The AGCC stated that after an internal investigation it found associates and employees of Full Tilt Poker failed to operate according to its gambling laws. A hearing has been set for 26th July, 2011. Having already seen the founders of Full Tilt Poker charged with wrong doing after the Black Friday investigation, this latest legal hearing appears to be the final nail in the coffin.
The suspension of Full Tilt Poker’s licence had left thousands of players wondering whether their funds would be returned from their accounts but in the past couple of days, an agreement with a European investor has brought hope to players who are still owed money. It is believed Full Tilt Poker could well be sold to these European investors who, it is rumoured, have already agreed to fund the $150m owed to players.
This is perhaps a ray of light at the end of the tunnel for Full Tilt Poker. It does not necessarily mean the end and more so a transition of ownership. If the European investors do fund a financial package to refund money owed to players then it would seem that the same investors have an intention to go the whole distance and will take over operations at Full Tilt Poker.
News that will be welcomed by those prospective investors is that Phil Ivey looks set to drop his legal proceedings against the site. Ivey pulled out of this year’s World Series of Poker because it felt it was unfair to participate under the Full Tilt Poker brand when there are hundreds of thousands of players who have not been so fortunate and have been unable to play poker online due to Full Tilt Poker’s recent issues. The legal proceedings were never about the money for Ivey and by seeing Full Tilt Poker’s licence being suspended Ivey feels that justice has been done.

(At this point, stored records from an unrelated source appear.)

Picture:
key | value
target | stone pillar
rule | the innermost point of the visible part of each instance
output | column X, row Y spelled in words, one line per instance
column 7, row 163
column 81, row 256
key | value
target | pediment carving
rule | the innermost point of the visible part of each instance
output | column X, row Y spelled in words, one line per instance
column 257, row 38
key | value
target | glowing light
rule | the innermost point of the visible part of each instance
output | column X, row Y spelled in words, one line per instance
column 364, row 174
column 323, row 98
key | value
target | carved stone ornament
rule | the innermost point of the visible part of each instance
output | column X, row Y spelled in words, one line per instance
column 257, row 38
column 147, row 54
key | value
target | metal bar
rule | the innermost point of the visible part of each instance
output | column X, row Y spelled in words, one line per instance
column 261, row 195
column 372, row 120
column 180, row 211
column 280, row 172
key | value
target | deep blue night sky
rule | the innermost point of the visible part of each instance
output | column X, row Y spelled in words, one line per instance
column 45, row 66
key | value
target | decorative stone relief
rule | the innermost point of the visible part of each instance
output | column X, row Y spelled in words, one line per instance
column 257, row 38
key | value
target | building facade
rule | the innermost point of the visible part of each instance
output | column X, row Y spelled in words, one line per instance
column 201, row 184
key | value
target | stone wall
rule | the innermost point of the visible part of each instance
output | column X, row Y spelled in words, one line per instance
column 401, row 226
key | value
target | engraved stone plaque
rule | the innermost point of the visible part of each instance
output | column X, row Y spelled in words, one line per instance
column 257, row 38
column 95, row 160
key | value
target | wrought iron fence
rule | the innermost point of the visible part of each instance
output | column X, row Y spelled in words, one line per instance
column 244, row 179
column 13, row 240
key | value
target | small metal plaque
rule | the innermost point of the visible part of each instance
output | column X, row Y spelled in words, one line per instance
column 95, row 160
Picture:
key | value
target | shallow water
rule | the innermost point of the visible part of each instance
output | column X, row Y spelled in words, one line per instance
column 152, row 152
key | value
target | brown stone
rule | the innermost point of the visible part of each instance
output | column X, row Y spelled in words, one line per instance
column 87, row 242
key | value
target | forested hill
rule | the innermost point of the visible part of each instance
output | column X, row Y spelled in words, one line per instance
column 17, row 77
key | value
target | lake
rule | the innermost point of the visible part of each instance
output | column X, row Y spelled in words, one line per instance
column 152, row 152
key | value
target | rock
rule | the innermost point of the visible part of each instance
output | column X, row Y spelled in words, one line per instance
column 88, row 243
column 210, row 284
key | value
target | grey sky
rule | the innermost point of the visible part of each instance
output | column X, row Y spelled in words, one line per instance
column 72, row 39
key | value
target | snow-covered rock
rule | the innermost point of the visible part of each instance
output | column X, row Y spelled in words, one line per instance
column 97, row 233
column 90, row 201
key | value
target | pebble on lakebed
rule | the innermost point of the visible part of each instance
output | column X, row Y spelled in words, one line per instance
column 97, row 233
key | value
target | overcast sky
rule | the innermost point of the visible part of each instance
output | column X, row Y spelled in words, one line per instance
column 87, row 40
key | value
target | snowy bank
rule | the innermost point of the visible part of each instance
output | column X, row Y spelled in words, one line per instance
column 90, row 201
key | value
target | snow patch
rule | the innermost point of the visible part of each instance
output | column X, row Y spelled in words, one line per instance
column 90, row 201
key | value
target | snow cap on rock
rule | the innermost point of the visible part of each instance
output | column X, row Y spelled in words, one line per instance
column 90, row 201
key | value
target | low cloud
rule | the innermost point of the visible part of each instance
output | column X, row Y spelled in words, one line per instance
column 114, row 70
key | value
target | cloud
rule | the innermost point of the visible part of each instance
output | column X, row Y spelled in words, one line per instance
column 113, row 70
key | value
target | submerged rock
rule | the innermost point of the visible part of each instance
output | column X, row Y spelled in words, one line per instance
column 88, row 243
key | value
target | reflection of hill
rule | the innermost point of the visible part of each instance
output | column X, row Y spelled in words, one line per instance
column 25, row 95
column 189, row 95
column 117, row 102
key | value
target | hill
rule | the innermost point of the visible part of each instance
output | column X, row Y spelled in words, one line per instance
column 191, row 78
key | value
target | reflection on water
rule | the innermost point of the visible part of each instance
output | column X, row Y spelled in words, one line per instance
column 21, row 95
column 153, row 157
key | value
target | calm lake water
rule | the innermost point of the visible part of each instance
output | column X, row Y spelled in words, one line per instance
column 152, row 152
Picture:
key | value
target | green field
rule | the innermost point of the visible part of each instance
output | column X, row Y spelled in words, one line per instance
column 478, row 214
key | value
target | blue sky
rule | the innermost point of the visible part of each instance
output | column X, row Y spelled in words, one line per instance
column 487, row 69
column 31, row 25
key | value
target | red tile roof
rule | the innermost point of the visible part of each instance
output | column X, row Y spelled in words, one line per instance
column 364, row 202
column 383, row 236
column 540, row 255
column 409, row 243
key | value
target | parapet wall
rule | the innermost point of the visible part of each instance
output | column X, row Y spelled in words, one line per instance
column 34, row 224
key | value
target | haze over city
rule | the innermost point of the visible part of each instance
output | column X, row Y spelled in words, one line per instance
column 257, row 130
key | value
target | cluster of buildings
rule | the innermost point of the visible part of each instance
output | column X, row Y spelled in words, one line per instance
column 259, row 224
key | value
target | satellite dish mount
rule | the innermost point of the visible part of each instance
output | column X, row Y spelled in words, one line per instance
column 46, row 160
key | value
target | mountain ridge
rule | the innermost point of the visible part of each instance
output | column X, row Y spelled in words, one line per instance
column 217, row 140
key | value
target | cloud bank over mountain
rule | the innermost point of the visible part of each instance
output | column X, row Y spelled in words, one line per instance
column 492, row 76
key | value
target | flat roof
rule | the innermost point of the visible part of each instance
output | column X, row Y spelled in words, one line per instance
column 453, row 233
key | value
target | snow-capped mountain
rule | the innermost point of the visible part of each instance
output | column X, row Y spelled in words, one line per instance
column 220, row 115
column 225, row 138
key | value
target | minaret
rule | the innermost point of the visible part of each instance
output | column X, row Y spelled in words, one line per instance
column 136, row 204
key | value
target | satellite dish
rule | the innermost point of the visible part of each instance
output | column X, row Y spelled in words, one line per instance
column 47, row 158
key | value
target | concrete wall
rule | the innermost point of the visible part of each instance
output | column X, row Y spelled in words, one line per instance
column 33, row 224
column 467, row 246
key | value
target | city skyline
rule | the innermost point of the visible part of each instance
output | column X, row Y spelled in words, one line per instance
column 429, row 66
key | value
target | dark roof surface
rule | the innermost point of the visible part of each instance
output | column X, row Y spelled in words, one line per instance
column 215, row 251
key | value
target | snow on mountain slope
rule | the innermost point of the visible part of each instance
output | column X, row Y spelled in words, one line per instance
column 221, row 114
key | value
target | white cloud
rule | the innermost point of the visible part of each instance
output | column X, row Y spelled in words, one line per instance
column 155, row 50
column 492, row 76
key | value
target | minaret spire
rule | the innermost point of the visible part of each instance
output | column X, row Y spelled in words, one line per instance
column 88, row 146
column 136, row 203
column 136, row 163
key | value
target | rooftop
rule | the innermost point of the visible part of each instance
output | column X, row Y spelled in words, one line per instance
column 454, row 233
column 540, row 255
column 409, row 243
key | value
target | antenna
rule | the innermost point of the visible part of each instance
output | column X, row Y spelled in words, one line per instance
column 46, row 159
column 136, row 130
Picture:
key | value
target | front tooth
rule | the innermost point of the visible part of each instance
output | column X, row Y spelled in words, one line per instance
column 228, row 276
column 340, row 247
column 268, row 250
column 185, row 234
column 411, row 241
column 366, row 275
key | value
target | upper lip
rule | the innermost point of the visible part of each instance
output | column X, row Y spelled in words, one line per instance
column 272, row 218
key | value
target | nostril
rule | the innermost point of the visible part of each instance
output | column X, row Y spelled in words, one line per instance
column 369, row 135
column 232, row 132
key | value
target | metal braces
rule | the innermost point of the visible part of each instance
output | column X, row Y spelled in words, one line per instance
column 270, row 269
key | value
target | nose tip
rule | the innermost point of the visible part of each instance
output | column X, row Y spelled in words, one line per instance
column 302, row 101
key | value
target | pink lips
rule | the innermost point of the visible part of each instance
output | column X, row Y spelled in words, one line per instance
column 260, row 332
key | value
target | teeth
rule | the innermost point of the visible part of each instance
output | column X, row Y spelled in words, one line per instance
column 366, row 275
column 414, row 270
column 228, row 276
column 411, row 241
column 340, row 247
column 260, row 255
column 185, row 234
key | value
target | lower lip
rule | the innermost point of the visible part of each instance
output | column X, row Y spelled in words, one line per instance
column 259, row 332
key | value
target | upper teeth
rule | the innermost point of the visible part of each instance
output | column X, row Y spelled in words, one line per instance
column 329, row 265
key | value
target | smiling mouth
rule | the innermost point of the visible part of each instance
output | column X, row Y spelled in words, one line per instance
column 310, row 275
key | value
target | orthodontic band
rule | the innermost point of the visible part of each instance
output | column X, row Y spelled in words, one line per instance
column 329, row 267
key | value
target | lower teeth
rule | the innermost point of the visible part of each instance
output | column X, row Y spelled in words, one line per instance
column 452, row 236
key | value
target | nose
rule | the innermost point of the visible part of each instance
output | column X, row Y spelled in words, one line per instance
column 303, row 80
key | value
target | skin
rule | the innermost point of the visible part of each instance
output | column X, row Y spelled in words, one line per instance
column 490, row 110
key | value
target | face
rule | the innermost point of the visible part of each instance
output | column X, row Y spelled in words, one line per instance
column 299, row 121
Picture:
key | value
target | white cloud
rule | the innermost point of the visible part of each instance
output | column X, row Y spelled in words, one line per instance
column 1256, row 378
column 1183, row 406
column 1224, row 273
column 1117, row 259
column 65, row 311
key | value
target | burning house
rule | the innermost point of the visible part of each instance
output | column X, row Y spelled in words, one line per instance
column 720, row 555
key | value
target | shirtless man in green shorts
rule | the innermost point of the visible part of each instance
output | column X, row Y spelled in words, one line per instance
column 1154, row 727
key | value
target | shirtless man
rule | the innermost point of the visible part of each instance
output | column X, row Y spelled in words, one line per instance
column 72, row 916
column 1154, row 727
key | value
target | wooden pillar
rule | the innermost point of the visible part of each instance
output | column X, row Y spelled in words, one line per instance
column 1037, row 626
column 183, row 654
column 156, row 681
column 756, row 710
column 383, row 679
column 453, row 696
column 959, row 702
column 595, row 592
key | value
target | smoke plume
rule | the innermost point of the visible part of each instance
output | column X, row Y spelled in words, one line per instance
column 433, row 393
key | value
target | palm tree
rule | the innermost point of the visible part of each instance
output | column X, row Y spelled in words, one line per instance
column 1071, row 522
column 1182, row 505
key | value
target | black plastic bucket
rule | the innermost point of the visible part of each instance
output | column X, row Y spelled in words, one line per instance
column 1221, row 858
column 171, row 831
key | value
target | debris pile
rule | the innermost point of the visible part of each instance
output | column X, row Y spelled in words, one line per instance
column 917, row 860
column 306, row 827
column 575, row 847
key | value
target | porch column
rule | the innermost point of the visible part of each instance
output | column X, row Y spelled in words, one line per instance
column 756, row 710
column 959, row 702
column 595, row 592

The future is cloudy for the global online poker brand. The European investors offer a glimmer of hope but how successful the prospective owners will be remains a mystery.
In an ironic twist, another site caught up in the Black Friday controversies, Pokerstars, has seemingly been the site to benefit the most from Full Tilt Poker’s suspended licence. Early indications show that Pokerstars has attracted 59% of Full Tilt Poker’s migrants. If ever there was evidence of just how thin the line between success and failure is, then this is it.
The coming days and weeks will be a very interesting time for Full Tilt Poker. The priority is to ensure all those players who are owed money are not the ones to suffer and do receive full payment. After that then the job to get Full Tilt Poker back operating and with a clean slate is the next phase. That is much easier said than done.